Born and raised in Karachi, Pakistan, Humaira lived there until the age of 20. “Growing up, there were certain expectations of what I could do and couldn’t do, as a woman,” Humaira laments. “I was either supposed to be a doctor, scientist or lawyer. Otherwise, the other option was to be a housewife, but I never was quite to conform. I was a bit of a rebellious soul.” A few efforts were made to have Humaira married off, but she resisted. “I made a deal with my father, that after high school if I get into the best school for software engineering, that they would support my education and drop the idea of marrying me off. And I did get into that program. Not only did I get into it, but I also ended up having the highest GPA of my class.”
Her family had the opportunity to immigrate to Canada about 13 years ago, and Humaira continued her studies in Toronto. “In my computing science program at York University I was the only woman in a class of 160,” she recalls. “I was new to this country, of a different culture, and I was the only female in the program. I ended up dropping out of the program. That was my first experience with isolation.”
Humaira moved to the Lower Mainland about 8 years ago, where she again experienced loneliness and isolation. “It was tough to meet people in Vancouver,” she observes. After about a year in Vancouver, Humaira moved to Victoria, where she currently resides with her spouse and children.
“After having my second child, I started to feel really isolated again, especially around the time that I was ready to go back to work,” Humaira recalls. “A lot of my friends had decided to stay-at-home, and so while we had a lot in common as moms, I also felt a little disconnected because I was an entrepreneur and had some struggles with going back to work, and I had no one with similar experiences that I could talk to.”

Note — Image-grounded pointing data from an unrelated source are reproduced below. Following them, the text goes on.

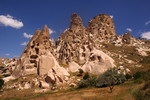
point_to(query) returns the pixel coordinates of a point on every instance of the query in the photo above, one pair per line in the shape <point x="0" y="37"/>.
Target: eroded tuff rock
<point x="71" y="40"/>
<point x="101" y="28"/>
<point x="76" y="44"/>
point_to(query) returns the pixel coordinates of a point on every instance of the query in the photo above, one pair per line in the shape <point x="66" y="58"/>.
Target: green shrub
<point x="110" y="78"/>
<point x="86" y="76"/>
<point x="1" y="83"/>
<point x="138" y="75"/>
<point x="128" y="76"/>
<point x="87" y="82"/>
<point x="143" y="93"/>
<point x="80" y="72"/>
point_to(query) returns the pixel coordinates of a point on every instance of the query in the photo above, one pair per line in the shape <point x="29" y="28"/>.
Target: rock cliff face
<point x="71" y="41"/>
<point x="89" y="49"/>
<point x="101" y="28"/>
<point x="77" y="43"/>
<point x="38" y="57"/>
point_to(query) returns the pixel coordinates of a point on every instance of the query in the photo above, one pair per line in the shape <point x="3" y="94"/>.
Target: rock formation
<point x="76" y="45"/>
<point x="101" y="28"/>
<point x="38" y="58"/>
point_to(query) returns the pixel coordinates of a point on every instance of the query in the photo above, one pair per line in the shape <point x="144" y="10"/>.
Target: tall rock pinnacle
<point x="101" y="27"/>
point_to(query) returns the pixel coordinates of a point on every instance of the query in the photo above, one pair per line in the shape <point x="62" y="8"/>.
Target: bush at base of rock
<point x="89" y="82"/>
<point x="1" y="83"/>
<point x="110" y="77"/>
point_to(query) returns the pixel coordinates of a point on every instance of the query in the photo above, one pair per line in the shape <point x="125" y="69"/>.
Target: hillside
<point x="47" y="69"/>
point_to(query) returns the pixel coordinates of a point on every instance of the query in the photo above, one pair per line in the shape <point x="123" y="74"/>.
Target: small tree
<point x="110" y="78"/>
<point x="86" y="76"/>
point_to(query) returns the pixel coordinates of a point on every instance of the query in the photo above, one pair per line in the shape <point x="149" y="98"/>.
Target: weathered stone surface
<point x="73" y="67"/>
<point x="101" y="28"/>
<point x="36" y="53"/>
<point x="76" y="44"/>
<point x="45" y="64"/>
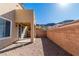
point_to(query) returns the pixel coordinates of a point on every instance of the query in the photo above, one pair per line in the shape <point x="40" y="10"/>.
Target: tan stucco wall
<point x="40" y="33"/>
<point x="67" y="37"/>
<point x="24" y="16"/>
<point x="7" y="7"/>
<point x="5" y="42"/>
<point x="7" y="10"/>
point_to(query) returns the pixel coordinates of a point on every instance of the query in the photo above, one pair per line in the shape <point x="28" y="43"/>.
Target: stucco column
<point x="32" y="31"/>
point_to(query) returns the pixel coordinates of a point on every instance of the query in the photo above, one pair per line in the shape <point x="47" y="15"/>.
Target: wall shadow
<point x="52" y="49"/>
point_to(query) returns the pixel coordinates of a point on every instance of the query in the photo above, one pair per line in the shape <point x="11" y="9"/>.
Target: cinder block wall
<point x="66" y="36"/>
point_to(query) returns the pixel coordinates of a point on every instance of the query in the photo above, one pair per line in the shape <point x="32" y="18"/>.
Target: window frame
<point x="10" y="28"/>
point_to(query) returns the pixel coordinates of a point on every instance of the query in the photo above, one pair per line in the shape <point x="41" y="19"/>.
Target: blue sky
<point x="53" y="12"/>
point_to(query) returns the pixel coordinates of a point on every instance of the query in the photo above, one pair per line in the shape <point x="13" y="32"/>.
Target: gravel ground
<point x="41" y="47"/>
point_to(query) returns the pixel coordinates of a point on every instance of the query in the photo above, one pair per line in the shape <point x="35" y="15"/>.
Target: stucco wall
<point x="41" y="33"/>
<point x="7" y="10"/>
<point x="7" y="7"/>
<point x="24" y="16"/>
<point x="5" y="42"/>
<point x="66" y="36"/>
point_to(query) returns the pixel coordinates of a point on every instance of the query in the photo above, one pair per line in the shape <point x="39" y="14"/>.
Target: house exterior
<point x="15" y="23"/>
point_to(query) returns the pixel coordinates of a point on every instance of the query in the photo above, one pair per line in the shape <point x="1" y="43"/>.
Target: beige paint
<point x="7" y="7"/>
<point x="66" y="36"/>
<point x="24" y="16"/>
<point x="11" y="11"/>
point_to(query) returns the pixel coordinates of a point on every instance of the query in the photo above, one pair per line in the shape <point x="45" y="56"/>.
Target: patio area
<point x="41" y="47"/>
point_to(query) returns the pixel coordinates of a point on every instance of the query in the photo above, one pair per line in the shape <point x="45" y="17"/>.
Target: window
<point x="5" y="27"/>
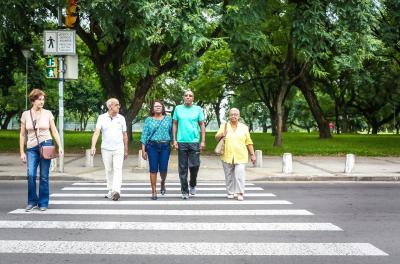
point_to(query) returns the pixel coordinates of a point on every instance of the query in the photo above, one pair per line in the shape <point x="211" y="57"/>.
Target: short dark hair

“I refused to believe that there were no other women near me who were going through similar experiences, but there was no way of connecting to them, so I decided to develop Locelle,” Humaira explains. “Whether it is having a baby, moving to a new place, dealing with an illness, your friendships can change, and we should be able to connect with people who are in similar life stages as us.” Simply put, this is what Locelle does.
Humaira has clearly overcome stereotypes and gender role expectations as an immigrant South Asian Canadian female, to become a successful entrepreneur. She notes that she has found inspiration from other entrepreneurs and hopes that she can, in turn, be an inspiration to aspiring entrepreneurs. “I have overcome a lot of fear and self-doubt, and I really feel unstoppable,” she advises. “I feel if I can overcome the many challenges I have faced, that other women can absolutely do it too.”